Fridge of Plenty offers seasonal, local produce

It was nature that inspired a big, bold career change. A month-long family trip to Kent over the summer unexpectedly sparked an idea that Julia couldn’t let go of. “We were surrounded by agriculture and good local produce. We’d go down to the coast and buy fish fresh from the sea; we’d go to farm shops and think, ‘why don’t we have one of these in London?’.”

And thus, the idea for Fridge of Plenty was born. Setting up this north London sustainable grocery shop and delivery service actually required Julia’s finely honed journalistic skills. Once the premises in Crouch End was found and secured, the big job was to hunt out the right suppliers – ones that really did walk the walk in terms of sustainable produce.

“When it came to sourcing the food, I had to start from scratch,” she says. “It took a lot of research – talking to people on the phone, asking questions, visiting farmers’ markets and dairies. Getting out there and doing the research myself was key.”

People get the concept and they want to make a commitment to eating more sustainably

It’s early days – the business only started online in November, with the shop’s grand opening in December – but already a loyal clientele is building for Fridge of Plenty’s weekly grocery and veg box subscription services, alongside its recipe kits (the current offering is fava bean flatbread with mushroom lentil stew). “What’s nice is that we’ve already got a really good repeat customer base,” says Julia. “People get the concept and they want to make a commitment to eating more sustainably.”

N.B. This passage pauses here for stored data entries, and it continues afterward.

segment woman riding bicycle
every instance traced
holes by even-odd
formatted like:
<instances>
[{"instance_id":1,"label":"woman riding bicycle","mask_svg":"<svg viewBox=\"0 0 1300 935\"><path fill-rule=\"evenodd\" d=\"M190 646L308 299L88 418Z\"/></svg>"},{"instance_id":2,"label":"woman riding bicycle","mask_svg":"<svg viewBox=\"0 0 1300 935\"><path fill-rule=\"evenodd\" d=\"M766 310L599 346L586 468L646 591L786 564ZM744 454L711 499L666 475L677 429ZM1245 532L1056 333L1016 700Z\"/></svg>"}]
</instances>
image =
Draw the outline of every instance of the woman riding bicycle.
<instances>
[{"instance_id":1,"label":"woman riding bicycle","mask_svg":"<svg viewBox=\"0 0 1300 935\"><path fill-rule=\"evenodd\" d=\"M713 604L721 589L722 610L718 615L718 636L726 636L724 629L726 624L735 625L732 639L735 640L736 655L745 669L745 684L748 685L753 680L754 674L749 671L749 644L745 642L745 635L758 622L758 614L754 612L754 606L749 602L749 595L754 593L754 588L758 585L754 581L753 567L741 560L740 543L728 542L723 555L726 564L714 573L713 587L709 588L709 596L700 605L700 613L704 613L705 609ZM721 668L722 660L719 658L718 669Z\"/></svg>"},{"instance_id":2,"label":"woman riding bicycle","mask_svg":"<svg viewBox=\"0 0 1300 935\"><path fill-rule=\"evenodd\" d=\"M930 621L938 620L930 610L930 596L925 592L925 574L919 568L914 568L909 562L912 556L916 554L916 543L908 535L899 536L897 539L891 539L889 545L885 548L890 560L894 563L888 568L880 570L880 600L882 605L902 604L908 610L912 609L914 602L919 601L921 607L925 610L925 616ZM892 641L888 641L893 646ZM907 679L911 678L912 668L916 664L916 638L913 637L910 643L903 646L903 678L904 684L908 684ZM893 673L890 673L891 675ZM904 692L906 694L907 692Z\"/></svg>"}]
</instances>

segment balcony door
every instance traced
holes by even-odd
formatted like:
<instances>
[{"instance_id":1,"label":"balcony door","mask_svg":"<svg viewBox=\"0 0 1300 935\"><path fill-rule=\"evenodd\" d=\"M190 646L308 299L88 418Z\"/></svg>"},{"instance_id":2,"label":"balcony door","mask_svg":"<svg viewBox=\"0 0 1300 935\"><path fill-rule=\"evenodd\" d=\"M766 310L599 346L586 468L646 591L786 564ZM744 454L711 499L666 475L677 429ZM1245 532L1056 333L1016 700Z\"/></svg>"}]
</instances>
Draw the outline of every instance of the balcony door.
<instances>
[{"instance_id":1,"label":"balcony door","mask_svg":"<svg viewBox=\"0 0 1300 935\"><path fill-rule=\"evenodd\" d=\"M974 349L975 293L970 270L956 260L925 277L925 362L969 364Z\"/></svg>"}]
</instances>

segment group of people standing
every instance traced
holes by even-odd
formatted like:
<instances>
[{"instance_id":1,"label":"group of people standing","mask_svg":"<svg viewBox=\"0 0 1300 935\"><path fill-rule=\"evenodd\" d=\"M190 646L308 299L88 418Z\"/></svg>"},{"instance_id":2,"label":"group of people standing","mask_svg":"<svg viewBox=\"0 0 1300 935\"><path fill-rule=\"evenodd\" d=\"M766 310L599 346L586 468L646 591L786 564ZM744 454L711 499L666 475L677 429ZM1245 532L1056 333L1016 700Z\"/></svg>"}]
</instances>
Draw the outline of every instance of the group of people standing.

That said, it’s an extremely challenging environment in which to start a new business. After a target-smashing December, January has been a long and difficult month – with a “triple whammy of being a quiet month anyway, a lack of footfall and terrible weather,” according to Julia. But she’s in it for the long haul: “One bad month we can deal with. We’ve already accepted we’re not going to make much money in the first year.”

Before the pandemic, the prediction was that 2020 would be the year that ethical consumerism really took off. Then along came coronavirus and knocked everything off-kilter. “People’s concerns have shifted,” agrees Julia, “But some of the issues around outbreaks of Covid in meatpacking facilities have made people question things a bit more. And with Brexit shortages too, people started to think more about where their food was coming from. I think there’s actually more awareness and questioning of whether we want to eat like that.”

It’s an assertion that seems to be backed up by statistics. In the latest YouGov poll, conducted on 31 January, more than half (57 per cent) of respondents said that environmental sustainability played a part in their decisions around food “to a large extent” or “a fair amount”. The percentage of people who responded “a fair amount” has even gone up by 4 per cent since August 2019.

Julia’s keen not to shame the individual in their choices as a consumer – “that slightly takes away responsibility from big agriculture and the sugar beet lobby and industrial meat and dairy practices and so on and so on” – but one of the ideas behind Fridge of Plenty was to allow people to shop guilt-free, knowing someone has been rigorous in the sourcing of every product. “If people buy from us, they don’t have to think about it or feel bad about any of it,” she says.

Fridge of Plenty is building a loyal clientele for its fresh fruit and veg

If things go well, who knows? There could be more Fridge of Plentys, delivering to a much wider area than the current three-mile radius; the business has already upped its game with the introduction of a UK-wide shipping option in recent days. But for now, Julia’s happy to throw herself into building a successful urban farm shop in the middle of the big city.

“There are odd days when I miss it,” she says of her old life in journalism. “But I always wanted to do something with a social mission. For me, it’s always been about more than paying the bills – you’ve got to enjoy what you do, yes, but it also has to be meaningful.”

And, with food and farming practices both fundamental elements when it comes to building a greener future, it doesn’t get much more “meaningful” than being part of the push for sustainable produce.